The vowel retranscribed /e/ in Spanish typically isn't a cardinal [e], but a vowel more intermediate between [e] and [ɛ] (which makes sense since Spanish doesn't contrast /e/ and /ɛ/). So while they have the same symbol, /e/ in Spanish and in French doesn't really refer to the same phone range:
Vowel charts of French and Spanish, as reproduced in Teles & Huey 2020 THE EFFECTS OF THE FRENCH VOWEL INVENTORY ON VOWEL PRODUCTION IN SPANISH SPEAKERS
The cardinal vowels of the IPA were codified during the 19th century by mostly French and German scholars, and as a consequence match very closely with the vowel space of conservative speakers of French, except for /ɔ/, as you can tell from the chart above.
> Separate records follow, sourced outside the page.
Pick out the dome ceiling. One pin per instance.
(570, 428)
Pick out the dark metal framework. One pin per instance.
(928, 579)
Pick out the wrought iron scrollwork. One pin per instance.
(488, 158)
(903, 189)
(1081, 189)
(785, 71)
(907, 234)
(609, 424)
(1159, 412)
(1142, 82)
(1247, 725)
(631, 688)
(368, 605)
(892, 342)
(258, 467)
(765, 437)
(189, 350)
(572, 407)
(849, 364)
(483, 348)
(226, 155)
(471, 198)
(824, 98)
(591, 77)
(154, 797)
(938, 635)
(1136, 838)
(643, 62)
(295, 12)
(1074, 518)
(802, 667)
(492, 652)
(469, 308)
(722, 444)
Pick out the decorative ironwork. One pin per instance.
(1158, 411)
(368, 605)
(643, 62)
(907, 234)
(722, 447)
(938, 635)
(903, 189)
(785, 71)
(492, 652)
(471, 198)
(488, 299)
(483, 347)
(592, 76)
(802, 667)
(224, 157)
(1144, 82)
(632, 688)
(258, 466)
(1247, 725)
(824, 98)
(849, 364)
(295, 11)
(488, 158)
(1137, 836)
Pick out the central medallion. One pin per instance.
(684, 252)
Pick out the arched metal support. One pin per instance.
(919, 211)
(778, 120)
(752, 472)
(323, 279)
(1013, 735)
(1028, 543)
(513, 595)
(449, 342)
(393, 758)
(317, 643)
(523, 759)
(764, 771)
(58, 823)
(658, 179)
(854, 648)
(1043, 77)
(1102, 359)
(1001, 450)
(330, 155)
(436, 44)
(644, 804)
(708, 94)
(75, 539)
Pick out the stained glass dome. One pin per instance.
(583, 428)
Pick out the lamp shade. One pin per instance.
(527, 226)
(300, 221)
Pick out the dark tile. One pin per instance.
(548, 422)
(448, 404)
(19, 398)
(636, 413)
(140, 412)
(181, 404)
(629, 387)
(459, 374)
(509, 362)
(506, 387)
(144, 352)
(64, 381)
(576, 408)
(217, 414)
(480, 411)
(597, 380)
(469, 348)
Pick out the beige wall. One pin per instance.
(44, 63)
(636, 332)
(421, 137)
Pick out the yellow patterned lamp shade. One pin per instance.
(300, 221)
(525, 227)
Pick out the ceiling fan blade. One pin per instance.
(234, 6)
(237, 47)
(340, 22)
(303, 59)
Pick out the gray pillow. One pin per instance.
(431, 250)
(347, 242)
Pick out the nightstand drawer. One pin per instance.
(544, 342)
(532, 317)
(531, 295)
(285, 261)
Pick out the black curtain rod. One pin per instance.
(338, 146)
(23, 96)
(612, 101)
So the perception of the OP that French /e/ is produced higher than Spanish /e/ is perfectly sound. The transcription of French /e/ as [ɪː] is a lot more contentious however. [ɪ] is not just intermediate in height between [i] and [e], but also centralised. A vowel that is still fully front but higher than the cardinal [e] is more accurately transcribed as [e̝] (e with a raising diacritic). The length is also a bit puzzling (it'd be very unusual for the first syllable of chérie to be longuer than the second one) and it'd help if the OP would clarify which languages they were using as points of comparison here.
There are French varieties whose /e/ is a bit different than those presented in the chart above. Midi French, like Spanish, doesn't distinguish /e/ and /ɛ/ (with the merged phoneme transcribed as /e/ or /E/ depending on the author) and instead uses a slightly higher than the IPA cardinal [ɛ] in closed syllables and a slightly lower than cardinal [e] in open syllables, but that's the opposite of what the OP is asking about. Belgian French has slightly higher mid vowels than France French in a way that's closer to what the OP is positing (i.e. /ɛ/ is [ɛ̝] and /e/ is [e̝]) but also has vowel length distinctions that'd stop short /e/ from appearing as [e̝ː] (and certainly never [ɪː]).
Additionally, the mid vowels can stray from the cardinal position in the chart above when they're influenced by their environment. In particular, /r/ tends to lower and back adjacent vowels, and the stressed vowel can influence preceding mid vowels in the same word: low vowels like /a/ or /ɛ/ can lower /e/ toward [ɛ] (as in général) while high vowels like /i/ /e/ or /u/ can raise /ɛ/ toward [e] (as in rêver).